The issue of whether home school students should be able to play high school sports in the communities where they live is bubbling up again in Virgina. About 30 states offer some sort of access but fewer than 15 offer broad access. Virginia’s legislature passed a bill allowing access (with some conditions) and it’s now up to the governor to sign or veto.
I wrote about this issue a few years ago (here and here). With appropriate safeguards to ensure homeschooling isn’t used as a way to advance athletics I’m generally in favor of letting homeschoolers play. It’s a good way to tear down walls within education, bring people together, and broaden the pool of people with a stake in public schools. More importantly, while adults on all sides of this have their ideological issues – the kids just want to play. So if they’re good enough to make the team, why not let them? Not to put too fine a point on it but this is a classic case of adult baggage getting in the way of what’s best for young people.
Here are a few other wrinkles that don’t get as much attention but bear on the debate:
– The idea that the battle lines here are home school parents versus the education community is wrong. The education community is split on this and homeschoolers are as well. There are separate home school sports leagues and many in the home school world view the sports access issue as a camel’s nose under the tent toward more regulation of home schooling (Virginia has some of the most permissive home school laws in the country).
– The issue is not whether home school students get any guaranteed spot on a team, but rather whether they have an opportunity to try out.

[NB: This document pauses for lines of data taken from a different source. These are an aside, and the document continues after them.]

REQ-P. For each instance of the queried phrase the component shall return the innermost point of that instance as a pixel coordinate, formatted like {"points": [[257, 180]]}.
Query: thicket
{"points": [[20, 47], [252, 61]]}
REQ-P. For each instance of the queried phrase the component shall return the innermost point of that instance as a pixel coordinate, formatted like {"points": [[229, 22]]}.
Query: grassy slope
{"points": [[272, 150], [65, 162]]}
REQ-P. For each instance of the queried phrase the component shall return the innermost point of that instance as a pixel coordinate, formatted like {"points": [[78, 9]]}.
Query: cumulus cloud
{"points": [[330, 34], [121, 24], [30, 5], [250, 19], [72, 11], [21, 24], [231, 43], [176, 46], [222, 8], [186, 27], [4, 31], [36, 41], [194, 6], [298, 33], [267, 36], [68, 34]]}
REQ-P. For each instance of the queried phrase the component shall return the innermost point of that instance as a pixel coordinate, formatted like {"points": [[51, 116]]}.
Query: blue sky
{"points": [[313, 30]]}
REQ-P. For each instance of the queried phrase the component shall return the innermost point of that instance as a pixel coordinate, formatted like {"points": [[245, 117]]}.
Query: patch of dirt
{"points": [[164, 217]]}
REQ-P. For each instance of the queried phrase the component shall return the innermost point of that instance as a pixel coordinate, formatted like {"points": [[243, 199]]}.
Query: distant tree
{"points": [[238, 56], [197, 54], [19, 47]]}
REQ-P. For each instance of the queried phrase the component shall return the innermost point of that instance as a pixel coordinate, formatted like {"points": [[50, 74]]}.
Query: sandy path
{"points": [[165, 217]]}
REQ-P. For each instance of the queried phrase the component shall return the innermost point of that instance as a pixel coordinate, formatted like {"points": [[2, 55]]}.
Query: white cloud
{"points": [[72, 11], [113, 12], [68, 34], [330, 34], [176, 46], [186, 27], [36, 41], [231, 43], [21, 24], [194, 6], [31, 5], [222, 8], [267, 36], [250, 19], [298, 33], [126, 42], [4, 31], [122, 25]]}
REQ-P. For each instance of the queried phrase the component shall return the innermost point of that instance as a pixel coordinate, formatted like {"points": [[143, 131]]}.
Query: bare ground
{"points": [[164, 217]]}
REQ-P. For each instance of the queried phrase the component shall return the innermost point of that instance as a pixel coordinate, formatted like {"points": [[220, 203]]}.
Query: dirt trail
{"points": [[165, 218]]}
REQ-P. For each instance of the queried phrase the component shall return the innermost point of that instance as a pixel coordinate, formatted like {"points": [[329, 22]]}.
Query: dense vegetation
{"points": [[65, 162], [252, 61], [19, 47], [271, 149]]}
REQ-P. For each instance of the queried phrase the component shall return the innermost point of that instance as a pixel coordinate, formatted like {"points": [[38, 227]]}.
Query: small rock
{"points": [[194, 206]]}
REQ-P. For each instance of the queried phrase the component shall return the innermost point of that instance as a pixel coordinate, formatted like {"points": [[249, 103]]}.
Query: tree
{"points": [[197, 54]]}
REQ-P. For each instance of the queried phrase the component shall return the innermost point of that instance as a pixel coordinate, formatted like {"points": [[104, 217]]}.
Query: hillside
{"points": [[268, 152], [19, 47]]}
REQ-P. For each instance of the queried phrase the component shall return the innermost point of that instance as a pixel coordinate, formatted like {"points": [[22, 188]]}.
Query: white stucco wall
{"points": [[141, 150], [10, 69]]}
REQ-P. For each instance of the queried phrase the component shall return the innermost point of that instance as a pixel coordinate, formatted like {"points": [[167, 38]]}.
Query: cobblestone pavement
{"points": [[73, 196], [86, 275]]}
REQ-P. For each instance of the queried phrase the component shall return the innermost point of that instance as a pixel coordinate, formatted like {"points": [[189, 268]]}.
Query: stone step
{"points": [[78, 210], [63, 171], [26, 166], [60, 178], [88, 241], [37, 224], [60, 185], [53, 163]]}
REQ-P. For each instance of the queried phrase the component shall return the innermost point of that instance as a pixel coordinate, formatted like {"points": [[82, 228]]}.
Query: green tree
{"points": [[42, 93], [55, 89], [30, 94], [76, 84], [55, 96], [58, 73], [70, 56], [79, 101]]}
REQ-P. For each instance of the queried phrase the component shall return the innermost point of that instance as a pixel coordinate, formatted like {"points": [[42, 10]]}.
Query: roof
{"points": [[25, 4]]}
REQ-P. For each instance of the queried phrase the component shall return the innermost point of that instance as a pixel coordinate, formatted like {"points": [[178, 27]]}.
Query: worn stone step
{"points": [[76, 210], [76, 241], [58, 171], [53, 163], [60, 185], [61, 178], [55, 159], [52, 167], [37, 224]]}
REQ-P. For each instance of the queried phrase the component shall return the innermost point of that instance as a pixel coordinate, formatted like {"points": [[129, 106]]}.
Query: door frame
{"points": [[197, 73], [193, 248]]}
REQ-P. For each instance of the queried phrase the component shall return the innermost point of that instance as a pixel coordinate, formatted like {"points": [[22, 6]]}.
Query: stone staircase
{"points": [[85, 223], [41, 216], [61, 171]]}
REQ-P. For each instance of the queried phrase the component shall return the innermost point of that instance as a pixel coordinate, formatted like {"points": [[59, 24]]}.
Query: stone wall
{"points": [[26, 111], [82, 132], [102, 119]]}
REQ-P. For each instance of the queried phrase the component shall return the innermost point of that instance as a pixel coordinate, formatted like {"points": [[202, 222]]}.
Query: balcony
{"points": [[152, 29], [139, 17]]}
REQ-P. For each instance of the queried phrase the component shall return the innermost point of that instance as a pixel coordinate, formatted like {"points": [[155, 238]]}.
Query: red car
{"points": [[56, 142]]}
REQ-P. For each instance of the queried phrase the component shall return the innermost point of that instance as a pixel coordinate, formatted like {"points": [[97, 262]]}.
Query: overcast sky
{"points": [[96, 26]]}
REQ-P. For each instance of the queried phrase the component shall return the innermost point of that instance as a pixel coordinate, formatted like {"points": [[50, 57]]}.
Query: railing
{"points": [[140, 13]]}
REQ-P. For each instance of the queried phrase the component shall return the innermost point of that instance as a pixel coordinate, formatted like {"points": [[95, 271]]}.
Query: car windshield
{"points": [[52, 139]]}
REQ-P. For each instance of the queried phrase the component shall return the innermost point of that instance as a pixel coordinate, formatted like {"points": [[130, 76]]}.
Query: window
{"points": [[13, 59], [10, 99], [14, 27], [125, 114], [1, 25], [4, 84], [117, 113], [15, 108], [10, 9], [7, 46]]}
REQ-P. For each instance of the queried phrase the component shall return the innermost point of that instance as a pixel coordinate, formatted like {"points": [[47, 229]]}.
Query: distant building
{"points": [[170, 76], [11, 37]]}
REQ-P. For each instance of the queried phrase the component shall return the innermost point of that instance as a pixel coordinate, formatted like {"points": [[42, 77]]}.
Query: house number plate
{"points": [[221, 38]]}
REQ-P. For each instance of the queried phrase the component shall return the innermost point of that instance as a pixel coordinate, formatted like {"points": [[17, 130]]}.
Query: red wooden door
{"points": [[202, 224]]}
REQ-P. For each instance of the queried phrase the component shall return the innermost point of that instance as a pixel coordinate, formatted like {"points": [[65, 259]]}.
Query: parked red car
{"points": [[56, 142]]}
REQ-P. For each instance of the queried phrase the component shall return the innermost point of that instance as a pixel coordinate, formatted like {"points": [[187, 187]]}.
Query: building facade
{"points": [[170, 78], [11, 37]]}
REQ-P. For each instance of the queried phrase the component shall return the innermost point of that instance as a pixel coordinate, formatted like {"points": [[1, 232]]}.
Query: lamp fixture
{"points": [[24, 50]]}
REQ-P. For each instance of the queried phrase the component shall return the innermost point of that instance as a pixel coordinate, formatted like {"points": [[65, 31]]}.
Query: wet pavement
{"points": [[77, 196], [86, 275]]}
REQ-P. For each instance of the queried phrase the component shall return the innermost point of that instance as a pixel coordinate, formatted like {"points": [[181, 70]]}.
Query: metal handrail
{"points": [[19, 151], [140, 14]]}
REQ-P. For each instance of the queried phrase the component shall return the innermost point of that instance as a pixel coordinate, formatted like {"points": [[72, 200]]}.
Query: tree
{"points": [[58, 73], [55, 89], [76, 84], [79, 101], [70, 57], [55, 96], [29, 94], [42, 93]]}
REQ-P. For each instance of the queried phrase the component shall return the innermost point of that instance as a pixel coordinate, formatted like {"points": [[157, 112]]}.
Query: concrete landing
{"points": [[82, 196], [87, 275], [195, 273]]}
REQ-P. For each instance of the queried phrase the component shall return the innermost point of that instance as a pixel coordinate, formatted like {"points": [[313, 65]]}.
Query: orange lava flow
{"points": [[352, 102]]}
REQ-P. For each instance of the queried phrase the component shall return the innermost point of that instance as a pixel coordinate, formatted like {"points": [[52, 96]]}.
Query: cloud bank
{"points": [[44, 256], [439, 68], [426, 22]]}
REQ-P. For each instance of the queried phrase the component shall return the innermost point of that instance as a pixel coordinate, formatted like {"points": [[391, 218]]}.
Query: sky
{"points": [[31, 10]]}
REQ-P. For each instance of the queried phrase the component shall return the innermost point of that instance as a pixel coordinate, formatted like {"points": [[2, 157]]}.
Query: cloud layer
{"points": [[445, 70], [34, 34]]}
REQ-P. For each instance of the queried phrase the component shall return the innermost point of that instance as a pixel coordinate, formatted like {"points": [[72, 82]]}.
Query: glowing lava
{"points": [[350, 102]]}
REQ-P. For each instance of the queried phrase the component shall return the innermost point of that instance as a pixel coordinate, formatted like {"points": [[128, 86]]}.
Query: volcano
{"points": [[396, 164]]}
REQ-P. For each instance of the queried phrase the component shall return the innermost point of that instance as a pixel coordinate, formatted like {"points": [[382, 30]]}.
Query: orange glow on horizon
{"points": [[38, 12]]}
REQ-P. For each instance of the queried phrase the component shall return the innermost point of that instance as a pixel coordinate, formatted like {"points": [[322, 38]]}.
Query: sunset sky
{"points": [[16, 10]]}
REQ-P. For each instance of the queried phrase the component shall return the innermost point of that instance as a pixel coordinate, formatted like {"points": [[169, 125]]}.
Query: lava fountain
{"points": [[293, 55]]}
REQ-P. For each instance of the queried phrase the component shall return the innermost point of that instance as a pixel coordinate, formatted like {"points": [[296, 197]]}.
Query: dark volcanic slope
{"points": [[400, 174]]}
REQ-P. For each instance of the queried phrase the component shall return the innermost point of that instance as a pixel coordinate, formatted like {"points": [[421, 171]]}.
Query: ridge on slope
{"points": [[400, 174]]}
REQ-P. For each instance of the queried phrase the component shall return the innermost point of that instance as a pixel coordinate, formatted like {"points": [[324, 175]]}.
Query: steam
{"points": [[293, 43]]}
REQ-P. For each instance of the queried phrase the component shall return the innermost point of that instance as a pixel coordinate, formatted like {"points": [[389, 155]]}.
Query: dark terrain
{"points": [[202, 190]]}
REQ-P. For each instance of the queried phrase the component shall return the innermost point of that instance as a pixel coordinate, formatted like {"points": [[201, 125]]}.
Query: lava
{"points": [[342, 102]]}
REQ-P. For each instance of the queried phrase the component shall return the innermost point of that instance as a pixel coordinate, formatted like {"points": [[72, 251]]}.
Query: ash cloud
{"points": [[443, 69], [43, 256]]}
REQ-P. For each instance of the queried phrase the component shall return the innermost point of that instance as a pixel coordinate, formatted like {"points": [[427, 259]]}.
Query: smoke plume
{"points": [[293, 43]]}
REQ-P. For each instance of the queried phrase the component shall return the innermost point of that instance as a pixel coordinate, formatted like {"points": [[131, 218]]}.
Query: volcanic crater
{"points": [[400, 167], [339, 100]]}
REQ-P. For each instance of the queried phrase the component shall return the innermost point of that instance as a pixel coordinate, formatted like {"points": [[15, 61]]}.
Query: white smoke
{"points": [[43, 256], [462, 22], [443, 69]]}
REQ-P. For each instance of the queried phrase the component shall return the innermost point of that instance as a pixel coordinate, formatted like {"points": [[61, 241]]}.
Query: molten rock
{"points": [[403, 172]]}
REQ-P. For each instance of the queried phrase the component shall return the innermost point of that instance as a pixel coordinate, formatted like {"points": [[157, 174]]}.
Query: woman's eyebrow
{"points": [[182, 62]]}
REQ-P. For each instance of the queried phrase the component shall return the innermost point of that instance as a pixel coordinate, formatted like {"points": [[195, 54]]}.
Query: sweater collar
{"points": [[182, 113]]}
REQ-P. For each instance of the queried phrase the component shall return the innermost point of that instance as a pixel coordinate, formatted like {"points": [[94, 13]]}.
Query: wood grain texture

– That’s why many coaches, especially in rural communities, are fine with allowing home schoolers to compete. Smaller schools and rural schools need every athletic kid they can get to be competitive. In suburban areas where there are more non-school based sports opportunities for kids and more players for coaches there is more opposition. That said, the politics around the issue in the education sports establishment are intense and when I was writing about this plenty of people expressed support – but were unwilling to go on the record. In Virginia opposition from powerful Northern Virginia education constituencies – where they don’t need home schooled kids to be competitive – could be a big factor in how the governor views the bill.
– The education community has strident debates about this but for everyone else it’s mostly a big yawn. According to VCU’s education poll 72 percent of Virginians supported allowing home schooled kids to play sports the last time the question was asked in early 2014. Only 24 percent were opposed.  Not surprisingly, current and former school employees were less likely to be supportive than the public overall. But, parents were more supportive than non-parents. Something that should give proponents hope: Younger voters (44 and under) are a lot more likely to support. Like other issues with a big generational split if the bill isn’t enacted now look for everyone’s views to “evolve” in a few years.
– Under current law there is a local option for home schooled students to take classes in public schools and last time I looked about half of Virginia counties offer the option. So the idea that there is some sort of impenetrable high wall between homeschoolers and public schools is at odds with the reality. And in states that allow home schooled students to play sports the overall impact has been negligible but it’s been meaningful for impacted students.